Fuente: gaceta.es
Este año, los norteamericanos está cerca de celebrar la cena de Acción de Gracias más cara de la historia. Si se empeñan en mantener el menú clásico de la fiesta y llenar la mesa familiar con las tradicionales viandas, van a tener que rascarse el bolsillo ante la inquietante subida de los alimentos, una inflación que no da visos de detenerse en breve y que, con su cinismo habitual, la portavoz de la Casa Blanca, Jen Psaki, celebró porque significaba que «los americanos están comprando un montón de cosas», una explicación similar a la que daban los podemitas sobre las colas en Venezuela, que era porque los venezolanos tenían dinero para gastar.
Siempre ha ocurrido hasta ahora que cuando los precios de la energía -el factor que está detrás de cualquier mercancía- se disparan, los productores reaccionan inmediatamente elevando la producción. Hasta ahora. Porque ahora los políticos de todo el mundo -que se reunirán en unos días en Glasgow en la Conferencia del Clima, COP26– están decididos a reducir al máximo la producción de energía ‘sucia’, es decir, la basada en combustibles fósiles, que es la que ha permitido el milagro de la prosperidad postindustrial.

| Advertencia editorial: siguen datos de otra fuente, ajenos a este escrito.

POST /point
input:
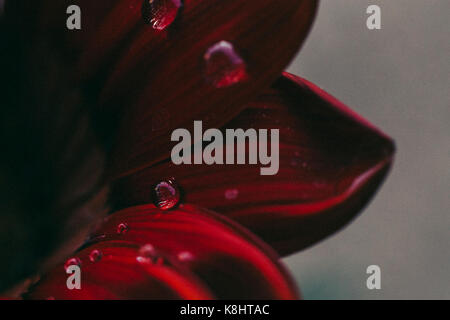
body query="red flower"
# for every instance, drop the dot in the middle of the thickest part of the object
(115, 91)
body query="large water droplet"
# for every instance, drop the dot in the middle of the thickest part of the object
(95, 255)
(75, 261)
(223, 66)
(148, 254)
(160, 13)
(166, 194)
(122, 228)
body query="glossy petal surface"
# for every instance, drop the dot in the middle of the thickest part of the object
(191, 252)
(331, 163)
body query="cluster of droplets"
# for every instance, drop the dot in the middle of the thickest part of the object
(223, 66)
(166, 194)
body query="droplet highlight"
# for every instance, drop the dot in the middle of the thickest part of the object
(160, 13)
(185, 256)
(75, 261)
(231, 194)
(166, 194)
(122, 228)
(148, 255)
(95, 255)
(224, 67)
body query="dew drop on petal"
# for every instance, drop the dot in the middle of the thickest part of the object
(95, 255)
(185, 256)
(149, 255)
(223, 65)
(160, 13)
(75, 261)
(231, 194)
(166, 194)
(122, 228)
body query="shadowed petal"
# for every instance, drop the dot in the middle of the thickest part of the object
(205, 66)
(331, 163)
(144, 79)
(117, 274)
(229, 260)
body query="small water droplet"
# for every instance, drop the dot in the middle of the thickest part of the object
(166, 194)
(122, 228)
(95, 255)
(185, 256)
(160, 13)
(231, 194)
(149, 255)
(223, 65)
(75, 261)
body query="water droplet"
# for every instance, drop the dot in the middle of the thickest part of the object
(166, 194)
(149, 255)
(160, 13)
(185, 256)
(231, 194)
(122, 228)
(75, 261)
(95, 256)
(223, 66)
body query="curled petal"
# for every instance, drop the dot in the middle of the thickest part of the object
(210, 251)
(331, 163)
(205, 66)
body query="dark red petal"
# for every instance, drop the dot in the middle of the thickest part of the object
(161, 80)
(118, 275)
(331, 163)
(155, 76)
(228, 259)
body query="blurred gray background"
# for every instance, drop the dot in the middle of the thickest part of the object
(398, 78)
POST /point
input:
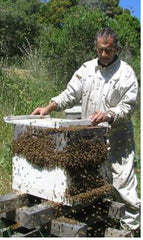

La idea es exactamente la contraria: que los precios de la energía estén altos es bueno porque así se desincentiva su uso, tan contaminante él. Pero esto, que puede sonar muy bien en los oídos de un hatajo de burócratas, es el anuncio de la miseria y la ruina para la gente normal. La subida en picado del precio de la energía se traduce inmediatamente en el encarecimiento de cualquier mercancía, empezando por los alimentos.
Otro factor derivado de la obsesión climática que viene a empeorar las cosas es lo que el autor David Hay llama la ‘greenflation’ o ecoinflación, es decir, la meteórica inflación de los precios en los materiales necesarios para la ‘revolución de las renovables’: metales para placas solares, molinillos, coches eléctricos, etcétera.
La ‘revolución verde’ que se quiere aplicar a machamartillo, caiga quien caiga, se basa en una fantasía dramáticamente errónea, a saber, que la tecnología y las condiciones materiales están listas para concluir la transición de una economía basada en los combustibles fósiles a otra basada en fuentes renovables.
De hecho, la política verde, la que se discutirá en Glasgow, está trufada de paradojas, como el hecho de que quienes más vayan a sacrificar sea los que más han ‘limpiado’ hasta la fecha, o que la proliferación deseada del coche eléctrico exigirá un aumento brutal de la generación de energía, básicamente dependiente de centrales chinas de carbón, o que los materiales con los que se fabrican las verdísimas placas solares sean singularmente contaminantes. Hay, en fin, mucho de paripé, de parecer que se hace, pero es un paripé que vamos a pagar los ciudadanos de todo el planeta, y a un precio que todavía nadie se atreve a calcular.